Structural basis for phosphomannose isomerase activity in phosphoglucose isomerase from Pyrobaculum aerophilum: a subtle difference between distantly related enzymes.

作者信息

Swan Michael K, Hansen Thomas, Schönheit Peter, Davies Christopher

机构信息

Department of Biochemistry and Molecular Biology, Medical University of South Carolina, Charleston, South Carolina 29425, USA.

出版信息

Biochemistry. 2004 Nov 9;43(44):14088-95. doi: 10.1021/bi048608y.

Abstract

The crystal structure of a dual-specificity phosphoglucose/phosphomannose isomerase from the crenarchaeon Pyrobaculum aerophilum (PaPGI/PMI) has been determined in complex with glucose 6-phosphate at 1.16 A resolution and with fructose 6-phosphate at 1.5 A resolution.

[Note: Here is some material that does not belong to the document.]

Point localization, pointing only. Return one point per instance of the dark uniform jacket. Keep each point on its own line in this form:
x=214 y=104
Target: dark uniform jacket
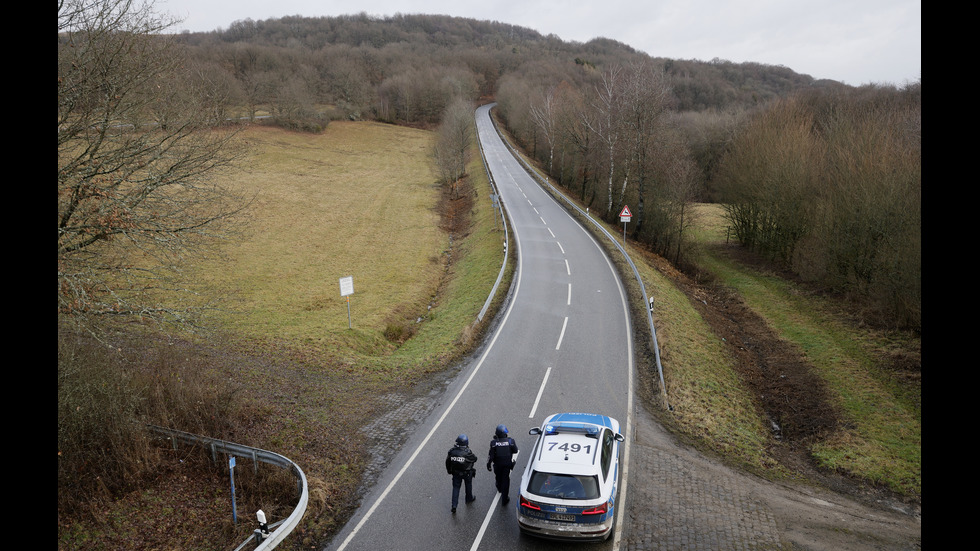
x=460 y=460
x=502 y=452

Subsequent modeling of mannose 6-phosphate (M6P) into the active site of the enzyme shows that the PMI activity of this enzyme may be due to the additional space imparted by a threonine. In PGIs from bacterial and eukaryotic sources, which cannot use M6P as a substrate, the equivalent residue is a glutamine. The increased space may permit rotation of the C2-C3 bond in M6P to facilitate abstraction of a proton from C2 by Glu203 and, after a further C2-C3 rotation of the resulting cis-enediolate, re-donation of a proton to C1 by the same residue. A proline residue (in place of a glycine in PGI) may also promote PMI activity by positioning the C1-O1 region of M6P. Thus, the PMI reaction in PaPGI/PMI probably uses a cis-enediol mechanism of catalysis, and this activity appears to arise from a subtle difference in the architecture of the enzyme, compared to bacterial and eukaryotic PGIs.

摘要

嗜热栖热袍菌(Pyrobaculum aerophilum)的双特异性磷酸葡萄糖/磷酸甘露糖异构酶(PaPGI/PMI)的晶体结构已分别在与1.16 Å分辨率的6-磷酸葡萄糖和1.5 Å分辨率的6-磷酸果糖结合的情况下得以确定。随后将6-磷酸甘露糖(M6P)模拟到该酶的活性位点中,结果表明该酶的PMI活性可能归因于苏氨酸赋予的额外空间。在来自细菌和真核生物来源的PGI中,它们不能将M6P用作底物,其对应的残基是谷氨酰胺。增加的空间可能使M6P中的C2-C3键旋转,从而便于Glu203从C2提取一个质子,并且在所得顺式烯二醇盐的C2-C3进一步旋转之后,由同一残基将质子重新供体给C1。一个脯氨酸残基(取代PGI中的甘氨酸)也可能通过定位M6P的C1-O1区域来促进PMI活性。因此,PaPGI/PMI中的PMI反应可能采用顺式烯二醇催化机制,与细菌和真核生物的PGI相比,这种活性似乎源于该酶结构上的细微差异。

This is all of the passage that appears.